The boredom is killing me, I haven't been this actively bored in I don't know how long. WoW really spoiled me. No matter what I did in that game I accomplished something, whether it was gain a level, made some gold, hell, even if I ran an instance or raid where I didn't even get anything. I got something accomplished, even if it was pointless lvl's or gold. Yeah, gaining crap in WoW makes little difference in real life, but how many hobbies can offer that anyway. Most of the stuff we do with our free time doesn't really help us, even stuff like learning to play an instrument or learning a new language. Yeah, they are a serious accomplishment and may come in handy at some point or another, but more often or not they are there just to entertain us. Well, right now I'm very unentertained.

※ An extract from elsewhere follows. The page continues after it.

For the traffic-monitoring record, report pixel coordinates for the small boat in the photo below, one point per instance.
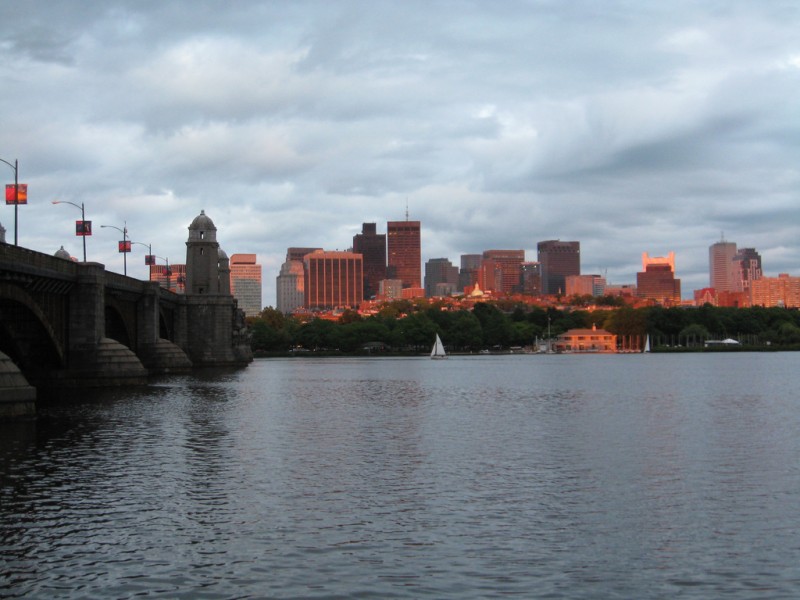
(438, 349)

In any case without any sort of feeling of accomplishment I've running into a service risk of depression. I'm almost looking forward to the work week, just so I have less hours to be miserable. I can't find anything to do, I'm seriously starting to think about reactivating my WoW account. I fucking hate the game but at least it was a excellent distraction. Hell, I don't even want to sleep, I'm that bored. I can't freaking take this. There is that web comic I almost started, I could easily do that now that I have all this time. However right now I'm completely without any motivation. I feel empty. I guess I am depressed, now what do I do? Nothing, that's what. With all the shit that's going on I'm completely screwed, maybe I can just push through it but with every fucking second feeling like an eternity... I hate this.

Sorry for being such a whiny emo bitch, maybe tomorrow I'll feel better.